Our promising results, especially compared to the initial diagnoses of the physicians, highlight the power of analytics in solving practical health problems. The proposed approach can be extended and used as a clinical decision support system to aid the physicians in identifying drug-resistant epilepsy patients in a shorter time.
Footnotes
Acknowledgements
This work was conducted with the data obtained from the Cerner Corporation’s Health Facts data warehouse of EMRs, provided by Oklahoma State University (OSU), Center for Health Systems Innovation (CHSI).
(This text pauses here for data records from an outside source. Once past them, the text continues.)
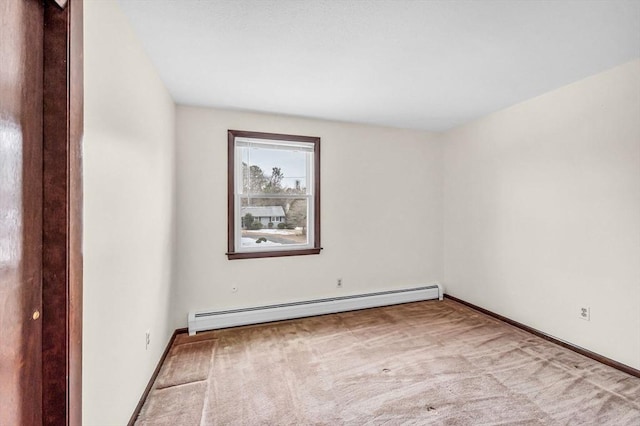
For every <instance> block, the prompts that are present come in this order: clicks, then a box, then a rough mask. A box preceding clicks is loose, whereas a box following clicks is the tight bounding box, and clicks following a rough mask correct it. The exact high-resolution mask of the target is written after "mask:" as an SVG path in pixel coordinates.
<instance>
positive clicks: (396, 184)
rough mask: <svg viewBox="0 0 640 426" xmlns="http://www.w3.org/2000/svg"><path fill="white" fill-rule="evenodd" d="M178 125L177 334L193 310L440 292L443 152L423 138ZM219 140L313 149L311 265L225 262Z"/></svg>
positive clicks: (179, 110) (354, 128)
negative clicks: (335, 299) (276, 302)
mask: <svg viewBox="0 0 640 426" xmlns="http://www.w3.org/2000/svg"><path fill="white" fill-rule="evenodd" d="M176 120H177V121H176V126H177V135H178V137H177V250H176V274H177V275H176V276H177V280H176V288H175V293H174V298H173V299H174V301H175V304H174V305H173V308H172V312H173V314H174V317H173V325H174V326H175V327H184V326H186V320H187V313H188V312H189V310H193V309H206V308H228V307H238V306H255V305H262V304H267V303H275V302H285V301H295V300H306V299H310V298H318V297H329V296H336V295H347V294H355V293H364V292H372V291H378V290H386V289H393V288H404V287H412V286H416V285H420V284H426V283H429V284H430V283H434V282H437V281H440V279H441V277H442V273H441V269H442V218H441V215H442V194H441V189H442V180H441V177H442V170H441V167H442V165H441V163H442V151H441V145H440V144H439V143H437V142H436V141H435V140H434V138H433V136H432V135H431V134H429V133H426V132H416V131H406V130H398V129H390V128H382V127H372V126H364V125H355V124H345V123H338V122H330V121H319V120H307V119H300V118H292V117H285V116H277V115H267V114H250V113H244V112H233V111H224V110H215V109H204V108H192V107H182V106H178V107H177V118H176ZM228 129H236V130H251V131H261V132H272V133H285V134H300V135H306V136H319V137H320V138H321V161H322V166H321V173H322V181H321V182H322V191H321V197H322V200H321V214H322V235H321V237H322V246H323V247H324V250H323V251H322V252H321V254H320V255H311V256H294V257H286V258H269V259H246V260H227V257H226V256H225V252H226V249H227V234H226V233H227V189H226V185H227V130H228ZM337 278H342V279H343V288H342V289H337V288H336V279H337ZM232 286H237V287H238V292H237V293H232V291H231V288H232Z"/></svg>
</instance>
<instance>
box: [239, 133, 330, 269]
mask: <svg viewBox="0 0 640 426" xmlns="http://www.w3.org/2000/svg"><path fill="white" fill-rule="evenodd" d="M228 143H229V146H228V154H229V200H228V208H229V218H228V220H229V224H228V227H229V229H228V239H229V241H228V249H229V250H228V253H227V255H228V257H229V259H239V258H251V257H274V256H291V255H303V254H318V253H319V252H320V249H321V248H320V138H315V137H308V136H294V135H281V134H271V133H257V132H246V131H237V130H229V132H228Z"/></svg>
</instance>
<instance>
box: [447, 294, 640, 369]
mask: <svg viewBox="0 0 640 426" xmlns="http://www.w3.org/2000/svg"><path fill="white" fill-rule="evenodd" d="M444 297H445V298H447V299H450V300H453V301H454V302H458V303H460V304H462V305H465V306H468V307H470V308H472V309H475V310H476V311H478V312H481V313H483V314H485V315H488V316H490V317H493V318H495V319H498V320H500V321H503V322H506V323H507V324H510V325H512V326H514V327H517V328H519V329H521V330H524V331H526V332H528V333H531V334H533V335H535V336H538V337H541V338H543V339H544V340H547V341H549V342H551V343H555V344H556V345H559V346H562V347H563V348H566V349H569V350H572V351H573V352H577V353H579V354H580V355H584V356H586V357H587V358H591V359H593V360H594V361H598V362H600V363H602V364H604V365H608V366H609V367H613V368H615V369H617V370H620V371H622V372H624V373H627V374H630V375H632V376H635V377H639V378H640V370H637V369H635V368H633V367H631V366H628V365H626V364H623V363H621V362H618V361H615V360H613V359H611V358H607V357H606V356H603V355H600V354H597V353H595V352H592V351H590V350H588V349H585V348H581V347H580V346H577V345H574V344H573V343H569V342H567V341H565V340H562V339H558V338H557V337H553V336H551V335H549V334H547V333H544V332H542V331H540V330H536V329H535V328H532V327H529V326H528V325H524V324H522V323H519V322H517V321H514V320H512V319H510V318H507V317H504V316H502V315H500V314H496V313H495V312H491V311H489V310H487V309H484V308H481V307H480V306H477V305H474V304H473V303H469V302H467V301H465V300H462V299H458V298H457V297H454V296H451V295H449V294H445V295H444Z"/></svg>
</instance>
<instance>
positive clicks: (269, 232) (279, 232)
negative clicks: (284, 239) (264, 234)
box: [243, 228, 300, 235]
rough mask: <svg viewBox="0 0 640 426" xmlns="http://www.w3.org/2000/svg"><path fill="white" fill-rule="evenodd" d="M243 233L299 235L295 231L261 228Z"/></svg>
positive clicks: (295, 230) (280, 229)
mask: <svg viewBox="0 0 640 426" xmlns="http://www.w3.org/2000/svg"><path fill="white" fill-rule="evenodd" d="M243 232H246V233H248V234H252V233H260V234H279V235H296V233H299V232H300V231H297V230H295V229H269V228H263V229H259V230H245V231H243Z"/></svg>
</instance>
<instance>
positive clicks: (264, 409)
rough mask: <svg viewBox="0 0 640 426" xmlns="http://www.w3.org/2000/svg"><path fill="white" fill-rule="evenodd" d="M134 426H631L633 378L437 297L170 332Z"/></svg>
mask: <svg viewBox="0 0 640 426" xmlns="http://www.w3.org/2000/svg"><path fill="white" fill-rule="evenodd" d="M136 424H138V425H174V426H175V425H322V424H326V425H340V424H351V425H364V424H375V425H378V424H384V425H415V424H437V425H496V424H501V425H504V424H518V425H537V424H550V425H556V424H558V425H568V424H575V425H582V424H593V425H634V426H638V425H640V379H638V378H636V377H633V376H630V375H628V374H625V373H622V372H620V371H617V370H615V369H612V368H610V367H607V366H605V365H602V364H600V363H598V362H595V361H592V360H590V359H588V358H585V357H583V356H581V355H578V354H576V353H574V352H571V351H569V350H566V349H564V348H562V347H559V346H556V345H554V344H552V343H549V342H547V341H545V340H543V339H540V338H538V337H535V336H533V335H530V334H528V333H526V332H523V331H521V330H519V329H517V328H514V327H512V326H509V325H507V324H504V323H502V322H499V321H497V320H494V319H492V318H490V317H487V316H485V315H483V314H480V313H478V312H476V311H474V310H472V309H470V308H467V307H465V306H462V305H460V304H458V303H456V302H453V301H451V300H444V301H441V302H440V301H428V302H419V303H410V304H405V305H397V306H391V307H384V308H376V309H368V310H363V311H356V312H348V313H342V314H334V315H325V316H321V317H313V318H304V319H299V320H291V321H284V322H279V323H272V324H266V325H256V326H250V327H240V328H234V329H227V330H219V331H213V332H207V333H201V334H198V335H197V336H194V337H188V336H187V335H180V336H179V337H178V339H176V341H175V344H174V346H173V347H172V349H171V351H170V354H169V356H168V358H167V360H166V362H165V364H164V366H163V368H162V370H161V372H160V374H159V376H158V379H157V380H156V383H155V384H154V388H153V390H152V391H151V393H150V395H149V397H148V399H147V401H146V403H145V405H144V407H143V408H142V410H141V413H140V416H139V417H138V421H137V423H136Z"/></svg>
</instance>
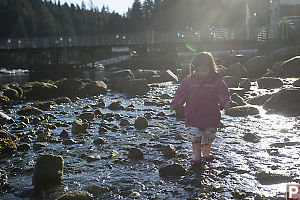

Any opinions, findings, and conclusions, or recommendations expressed in this material are those of the authors and do not necessarily reflect the views of the Cerner Corporation, OSU, or CHSI. The authors would also like to acknowledge Ms Elvena Fong, health data analytics program manager at CHSI, for her support in extracting and understanding of the health care data.
Author’s note
Behrooz Davazdahemami is now affiliated with University of Wisconsin - Whitewater, USA.
Declaration of conflicting interests
The author(s) declared no potential conflicts of interest with respect to the research, authorship, and/or publication of this article.
Funding
The author(s) received no financial support for the research, authorship, and/or publication of this article.